Associate Director, Clinical Quality Assurance

Company : Rhythm Pharmaceuticals

Country: United States

Location : Boston, Massachusetts

Post: Tue, 30 May 2023 08:39:30 GMT

Expires: Tue, 27 Jun 2023 23:59:59 GMT

Apply Job : Apply Online

—————————— Job Description ——————————

Company Overview

Rhythm is a global, commercial-stage biopharmaceutical company committed to transforming the care of people living with rare melanocortin-4 receptor (MC4R) pathway diseases. Working at Rhythm means that you are part of a team that’s passionate about transforming the lives of people living with hyperphagia (pathological, insatiable hunger) and severe obesity caused by rare MC4R pathway diseases. We recognize the courage it takes for patients and their caregivers to begin their journey of advocacy to find the answers they need. Their courage inspires us to challenge convention, ask bold questions and seek answers for them. Every day, we strive for excellence through our willingness to adapt, learn, and our tenacity to overcome barriers, together.

 

Opportunity Overview

Independently manage domestic and international audits of sites, documents, databases, vendors, and internal systems in compliance with GCP and Rhythm policies and procedures; assess impact of audit findings on subject safety, data integrity, and business operations.

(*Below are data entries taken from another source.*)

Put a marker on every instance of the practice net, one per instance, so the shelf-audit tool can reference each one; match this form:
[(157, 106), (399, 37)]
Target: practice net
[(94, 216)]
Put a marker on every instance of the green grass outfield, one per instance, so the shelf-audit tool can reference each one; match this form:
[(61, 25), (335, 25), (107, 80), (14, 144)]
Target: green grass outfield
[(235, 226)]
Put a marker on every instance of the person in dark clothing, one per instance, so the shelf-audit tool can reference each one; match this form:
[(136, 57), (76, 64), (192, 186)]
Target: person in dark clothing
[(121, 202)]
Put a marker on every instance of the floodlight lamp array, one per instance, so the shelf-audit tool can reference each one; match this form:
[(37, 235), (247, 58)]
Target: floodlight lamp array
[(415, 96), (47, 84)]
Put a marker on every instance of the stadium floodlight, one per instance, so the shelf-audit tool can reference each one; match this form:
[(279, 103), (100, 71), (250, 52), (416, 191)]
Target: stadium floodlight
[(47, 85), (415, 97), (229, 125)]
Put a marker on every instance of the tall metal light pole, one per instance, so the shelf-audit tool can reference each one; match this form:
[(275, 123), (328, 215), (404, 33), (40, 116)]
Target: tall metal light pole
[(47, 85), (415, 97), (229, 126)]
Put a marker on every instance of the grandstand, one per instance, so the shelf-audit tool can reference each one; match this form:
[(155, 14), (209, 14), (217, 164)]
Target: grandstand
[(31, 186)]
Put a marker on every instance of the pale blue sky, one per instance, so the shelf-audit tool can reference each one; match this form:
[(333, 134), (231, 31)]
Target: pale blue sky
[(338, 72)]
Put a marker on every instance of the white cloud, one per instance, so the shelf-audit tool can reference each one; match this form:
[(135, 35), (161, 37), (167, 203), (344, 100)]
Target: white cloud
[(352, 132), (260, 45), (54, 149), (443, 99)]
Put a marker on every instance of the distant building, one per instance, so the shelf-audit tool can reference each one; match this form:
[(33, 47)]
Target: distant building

Develop the risk-based audit and compliance strategy for clinical programs; assist program teams in implementing corrective and preventive actions; and enable teams to be inspection ready.

Provide expertise in Good Clinical Practice (GCP), Good Laboratory Practice (GLP); Good Pharmacovigilance Practice (GPvP); US Food and Drug Administration (FDA), International Council for Harmonization (ICH), and European Medicines Agency (EMA) regulations and guidelines; and industry standards.

Lead Clinical Quality Assurance (CQA) activities for assigned clinical programs and proactively identify compliance issues/risks and recommend mitigations.

Lead investigations into significant quality issues, scientific misconduct, and serious breach of GCP; facilitate identification of root cause and development of appropriate corrective and preventive actions; track actions and confirm effectiveness; ensure reporting of potential or confirmed violations to regulatory authorities.

Lead GCP health authority inspections; lead clinical teams in preparation for announced inspections and provide GCP compliance technical support during inspections of investigator sites and Rhythm. Facilitate appropriate and timely inspection responses and follow-up actions.

Assist with preparations for inspection-readiness activities for Rhythm, contract research organizations (CROs), and investigator sites.

Provide oversight of GCP vendors through audit and governance programs.

Provide ad hoc quality support to Rhythm’s preclinical programs.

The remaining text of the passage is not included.